Souvenirs du FIFF 2012 (1)

Sur les six films vus dans la compétition internationale fribourgeoise, difficile d’établir un classement. Cinq ex-aequo originaux, maîtrisés, séduisants, sérieux candidats pour le Regard d’or. Tous, donc, sauf un, bon dernier de mon classement, sans aucune hésitation. Faute de vainqueur désigné par le jury constitué par moi-même, j’avais donc quand même un vaincu, et même à plate couture. Il a gagné.

J’ai vu Never too late, c’est son titre, le premier jour. Je me suis dit en sortant que j’allais souffrir s’il n’y avait rien d’autre à se mettre sous la dent que ce genre de bêtes à festival, qui donnent l’impression de revendiquer à corps et à cris leur appartenance au cinéma d’auteur en accumulant les signes de l’œuvre d’art profonde et sophistiquée : introspection, contemplation, circonvolutions… Ennui.

Alors oui, forcément, quand on a vingt ans, qu’on est israélien, qu’on répond au doux nom de Herzl et qu’on a un papa qui s’appelle Israël, je comprends qu’on se fasse, comme le personnage principal du film d'Ido Fluk, quelques nœuds dans la tête. Résultat : exil post-adolescent en Amérique du Sud, avec à la clef une aventure prolongée avec une Australienne goy et pas de nouvelles à la famille. Et voilà que le papa, qui paraît-il-mais-on-n'est-pas-sûr, ne voyait pas d’un très bon œil le départ de son fumiste de fiston à l’autre bout du monde, passe l’arme à gauche sans crier gare. Quelques années après, retour du Herzl, fauché, à la maison, et début du film : ambiance introspection, où suis-je, où vais-je, que sont-ce que les racines et pourquoi faut-il qu’on soit une génération sacrifiée et sans repères, sans lieux où se sentir chez soi, pourquoi est-ce que la vie c’est si compliqué

Sont au rendez-vous les longues scènes silencieuses, les dialogues sans rythme et sans fin entre Herzl et des hallucinations du papa décédé, les questions sans réponses et les remises en cause brutales et profondes – du type : et si, en fait, mon papa m’aimait vraiment beaucoup, après tout, me serais-je totalement fourvoyé dans mon aveuglement égoïste, qui était vraiment mon père derrière ses airs de VRP mal sapé, etc. Le film réussit l’exploit d’être très bavard alors que le personnage principal ne décroche quasiment pas un mot.

C’est d’autant plus dommage pour le lauréat d’un prix qui s’appelle le Regard d’or, alors qu’il y avait au moins un film faisant de l’image à la fois un moteur de l’intrigue, un enjeu esthétique et un objet d’investigation, notamment en y incorporant de la photo : Des Histoires qui n’existentque lorsque l’on s’en souvient, de la Brésilienne Julia Murat – qui repart tout de même avec plusieurs récompenses, dont le Talent Tape Award.

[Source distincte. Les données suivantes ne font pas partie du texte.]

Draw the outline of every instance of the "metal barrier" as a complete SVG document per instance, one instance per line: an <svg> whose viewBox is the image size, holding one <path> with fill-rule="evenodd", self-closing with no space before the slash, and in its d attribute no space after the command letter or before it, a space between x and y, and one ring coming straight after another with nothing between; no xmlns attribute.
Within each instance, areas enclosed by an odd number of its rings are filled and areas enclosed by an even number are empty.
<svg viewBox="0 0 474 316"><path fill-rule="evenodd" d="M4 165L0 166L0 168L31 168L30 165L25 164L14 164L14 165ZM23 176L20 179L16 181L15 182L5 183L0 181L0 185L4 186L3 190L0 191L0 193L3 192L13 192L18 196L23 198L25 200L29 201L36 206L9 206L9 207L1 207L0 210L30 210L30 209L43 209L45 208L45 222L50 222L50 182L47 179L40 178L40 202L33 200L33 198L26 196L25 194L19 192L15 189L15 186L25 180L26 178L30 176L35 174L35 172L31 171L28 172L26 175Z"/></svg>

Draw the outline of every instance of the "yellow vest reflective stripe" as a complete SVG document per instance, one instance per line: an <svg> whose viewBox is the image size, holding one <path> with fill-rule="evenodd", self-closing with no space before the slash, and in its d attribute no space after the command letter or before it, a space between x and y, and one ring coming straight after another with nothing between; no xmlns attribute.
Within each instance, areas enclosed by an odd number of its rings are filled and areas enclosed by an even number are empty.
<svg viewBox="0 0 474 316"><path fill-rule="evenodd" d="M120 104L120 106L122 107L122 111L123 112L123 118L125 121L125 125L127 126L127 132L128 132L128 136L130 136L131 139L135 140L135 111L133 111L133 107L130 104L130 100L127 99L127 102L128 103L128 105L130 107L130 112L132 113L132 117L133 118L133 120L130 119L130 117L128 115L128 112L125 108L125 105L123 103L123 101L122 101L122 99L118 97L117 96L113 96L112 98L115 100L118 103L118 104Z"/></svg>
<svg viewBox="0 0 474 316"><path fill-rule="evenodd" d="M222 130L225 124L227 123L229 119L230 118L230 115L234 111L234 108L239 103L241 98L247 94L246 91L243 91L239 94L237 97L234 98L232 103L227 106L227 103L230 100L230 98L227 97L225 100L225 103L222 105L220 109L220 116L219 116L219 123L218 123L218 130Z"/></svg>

On commence, en une série de longs plans fixes, par suivre quelques moments « marquants » – la messe, le repas pris ensemble – de la journée d’un village reculé, comptant onze habitants – cinq femmes et six hommes dont un prêtre – âgés à vue de nez de soixante-dix à quatre-vingt-dix ans, village dans lequel personne n’est mort depuis plus de trente ans. Après ce premier round d’observation, l’inquiétude née du film de la veille ressurgit : voilà que pour seule récompense de sa patience, le spectateur se voit resservir la même scène filmée sous des angles différents – mais au même rythme.

Alors que je me demandais si j’aurais droit à une troisième ration et si la semaine n’allait pas être très, très longue, a surgi de la forêt tropicale une très jolie jeune fille équipée de toutes sortes d’appareils photo. Alors, par petites touches et sans en avoir l’air, cette intrusion aussi soudaine qu’imprévue met un discret bordel dans l’ordre quasi-géomorphologique sur lequel veillait le prêtre, pas très progressiste. La caméra, d’immobile, se met à ondoyer, hésite, s’arrête à nouveau et repart. La réalisatrice met en images l’évolution inattendue des esprits et capte des moments qui nous montrent comment, en dépit d’incompréhensions et de différences irréductibles, les deux générations finissent par s’apporter mutuellement.

C’est intelligent, beau, émouvant. C’est une merveille. Qui sort en France le 18 juillet.